Но вы и на этот раз ошибаетесь, если считаете, что ваш ответ может удовлетворить его и что он позволит вам продолжать беседу со своей молодой матерью или старшей сестрой. Нет, нет, «оно» (средний род) не позволит вам вымолвить ни слова; забравшись к вам на колени, «оно» устроится поудобнее, акробатическим движением задерет ногу под самый ваш нос и потребует, чтобы вы говорили только о его ботинках и ни о чем другом, кроме как о его ботинках.

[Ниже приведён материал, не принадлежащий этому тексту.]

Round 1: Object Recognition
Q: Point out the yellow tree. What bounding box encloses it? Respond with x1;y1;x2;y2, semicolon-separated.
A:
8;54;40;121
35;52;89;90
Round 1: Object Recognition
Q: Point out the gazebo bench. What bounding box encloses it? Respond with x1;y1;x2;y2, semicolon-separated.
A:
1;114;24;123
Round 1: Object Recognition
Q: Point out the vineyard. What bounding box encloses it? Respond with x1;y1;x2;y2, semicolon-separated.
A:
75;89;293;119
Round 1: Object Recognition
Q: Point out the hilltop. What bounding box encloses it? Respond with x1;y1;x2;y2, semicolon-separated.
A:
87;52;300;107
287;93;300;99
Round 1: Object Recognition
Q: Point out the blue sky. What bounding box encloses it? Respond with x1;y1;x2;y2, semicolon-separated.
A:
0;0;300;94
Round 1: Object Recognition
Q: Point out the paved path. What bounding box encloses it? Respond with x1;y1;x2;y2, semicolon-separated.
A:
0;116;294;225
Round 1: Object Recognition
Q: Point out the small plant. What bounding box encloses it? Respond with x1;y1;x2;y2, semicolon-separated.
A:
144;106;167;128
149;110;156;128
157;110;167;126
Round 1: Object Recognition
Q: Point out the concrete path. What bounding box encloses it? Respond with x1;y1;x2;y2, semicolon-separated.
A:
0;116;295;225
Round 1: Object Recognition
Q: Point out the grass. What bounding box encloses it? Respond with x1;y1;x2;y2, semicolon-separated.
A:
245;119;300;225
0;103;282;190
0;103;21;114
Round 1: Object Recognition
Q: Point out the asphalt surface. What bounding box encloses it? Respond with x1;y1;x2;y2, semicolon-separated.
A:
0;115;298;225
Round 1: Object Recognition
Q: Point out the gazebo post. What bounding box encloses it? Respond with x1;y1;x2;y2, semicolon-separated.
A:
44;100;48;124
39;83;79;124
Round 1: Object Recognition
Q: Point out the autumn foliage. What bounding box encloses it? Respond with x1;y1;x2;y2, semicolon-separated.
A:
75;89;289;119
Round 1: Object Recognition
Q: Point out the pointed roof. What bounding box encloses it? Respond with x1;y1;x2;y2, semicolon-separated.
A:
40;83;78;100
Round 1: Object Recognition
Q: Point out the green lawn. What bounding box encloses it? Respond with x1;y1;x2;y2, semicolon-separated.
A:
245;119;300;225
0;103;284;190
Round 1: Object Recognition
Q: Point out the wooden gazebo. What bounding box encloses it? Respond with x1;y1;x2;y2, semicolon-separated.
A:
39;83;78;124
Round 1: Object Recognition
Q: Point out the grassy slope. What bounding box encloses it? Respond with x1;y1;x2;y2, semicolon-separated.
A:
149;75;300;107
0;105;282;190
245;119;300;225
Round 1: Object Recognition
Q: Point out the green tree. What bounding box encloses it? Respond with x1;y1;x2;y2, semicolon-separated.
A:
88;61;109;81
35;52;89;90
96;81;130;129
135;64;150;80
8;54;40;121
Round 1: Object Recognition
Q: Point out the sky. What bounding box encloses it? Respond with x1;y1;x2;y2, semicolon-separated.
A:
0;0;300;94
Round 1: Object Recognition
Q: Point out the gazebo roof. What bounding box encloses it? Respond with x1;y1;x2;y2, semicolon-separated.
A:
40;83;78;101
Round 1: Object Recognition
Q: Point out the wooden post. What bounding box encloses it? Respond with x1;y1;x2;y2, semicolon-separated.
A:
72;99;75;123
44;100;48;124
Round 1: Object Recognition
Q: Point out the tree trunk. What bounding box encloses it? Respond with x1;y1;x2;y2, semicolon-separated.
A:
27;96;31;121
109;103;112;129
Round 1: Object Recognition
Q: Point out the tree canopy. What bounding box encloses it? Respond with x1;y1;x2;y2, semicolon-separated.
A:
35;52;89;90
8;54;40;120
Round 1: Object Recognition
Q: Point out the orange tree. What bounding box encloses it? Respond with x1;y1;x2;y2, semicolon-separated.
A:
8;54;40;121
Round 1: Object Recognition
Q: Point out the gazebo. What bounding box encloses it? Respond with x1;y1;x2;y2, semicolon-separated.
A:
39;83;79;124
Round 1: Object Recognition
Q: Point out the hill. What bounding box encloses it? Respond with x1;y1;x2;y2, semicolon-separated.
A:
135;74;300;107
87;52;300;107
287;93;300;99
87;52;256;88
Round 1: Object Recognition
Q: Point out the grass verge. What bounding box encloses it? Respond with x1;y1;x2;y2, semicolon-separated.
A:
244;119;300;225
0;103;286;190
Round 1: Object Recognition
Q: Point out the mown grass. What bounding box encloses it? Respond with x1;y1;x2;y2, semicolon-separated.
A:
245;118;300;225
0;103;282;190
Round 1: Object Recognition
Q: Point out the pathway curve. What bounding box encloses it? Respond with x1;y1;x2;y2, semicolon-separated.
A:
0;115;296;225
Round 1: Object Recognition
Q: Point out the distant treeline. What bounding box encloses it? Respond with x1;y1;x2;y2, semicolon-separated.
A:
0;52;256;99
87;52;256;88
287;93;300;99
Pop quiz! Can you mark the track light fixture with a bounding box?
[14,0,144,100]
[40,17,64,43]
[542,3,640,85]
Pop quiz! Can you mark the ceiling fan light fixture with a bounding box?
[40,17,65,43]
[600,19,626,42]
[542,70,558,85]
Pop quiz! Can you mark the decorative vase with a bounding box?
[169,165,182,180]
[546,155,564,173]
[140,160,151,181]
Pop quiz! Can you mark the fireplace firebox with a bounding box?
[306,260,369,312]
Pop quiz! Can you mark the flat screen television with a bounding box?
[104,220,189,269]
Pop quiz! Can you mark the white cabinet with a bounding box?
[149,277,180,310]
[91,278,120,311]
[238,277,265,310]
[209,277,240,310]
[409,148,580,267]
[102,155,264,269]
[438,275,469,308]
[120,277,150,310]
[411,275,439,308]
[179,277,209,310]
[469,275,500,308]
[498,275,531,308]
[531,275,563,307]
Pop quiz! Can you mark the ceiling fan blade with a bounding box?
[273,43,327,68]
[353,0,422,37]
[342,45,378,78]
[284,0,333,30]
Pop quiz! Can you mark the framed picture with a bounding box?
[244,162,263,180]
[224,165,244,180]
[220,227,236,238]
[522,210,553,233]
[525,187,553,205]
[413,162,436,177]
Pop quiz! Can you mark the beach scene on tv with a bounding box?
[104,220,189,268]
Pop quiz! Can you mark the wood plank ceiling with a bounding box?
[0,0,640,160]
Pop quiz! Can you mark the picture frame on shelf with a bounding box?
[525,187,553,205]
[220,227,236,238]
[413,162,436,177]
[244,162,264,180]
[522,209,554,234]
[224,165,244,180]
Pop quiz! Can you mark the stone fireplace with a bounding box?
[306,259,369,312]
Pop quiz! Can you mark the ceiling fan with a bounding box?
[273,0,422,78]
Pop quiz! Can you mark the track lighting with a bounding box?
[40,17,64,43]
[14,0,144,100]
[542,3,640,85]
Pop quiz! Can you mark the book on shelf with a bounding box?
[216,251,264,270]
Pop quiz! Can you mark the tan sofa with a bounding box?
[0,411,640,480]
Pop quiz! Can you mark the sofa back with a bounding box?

Но разве то же самое тщеславие, только без детского простосердечия и искренности, не проявляется у человека и позднее, разве оно не сопутствует ему всю жизнь? Барышня Ольга в день рождения получила в подарок бриллиантовые серьги и немедленно вдела их в розовые мочки ушей. Вы приходите, чтобы поздравить ее с днем рождения. В разговоре с вами она поворачивается к вам то одной, то другой стороной своего профиля: не заметите ли вы серьги и не выразите ли своего восхищения ее красотой. И если вы настолько невнимательны, что ничего не заметите, она сама постарается завести такой разговор, который заставит вас быть более внимательным к ее туалету. Разумеется, она не может поднять ногу вверх и сказать вам: «А у меня новые ботинки», — но она, скажем, может заговорить с вами о последней премьере, о глубине проблемы, которую поднимает пьеса, о блестящей игре ведущей актрисы, и как только ей удастся вовлечь вас в такой разговор, она сразу перейдет к туалетам знаменитой актрисы, и вы увидите, как умно, лукаво, издалека проложит она дорогу, ведущую вас прямо к ее серьгам.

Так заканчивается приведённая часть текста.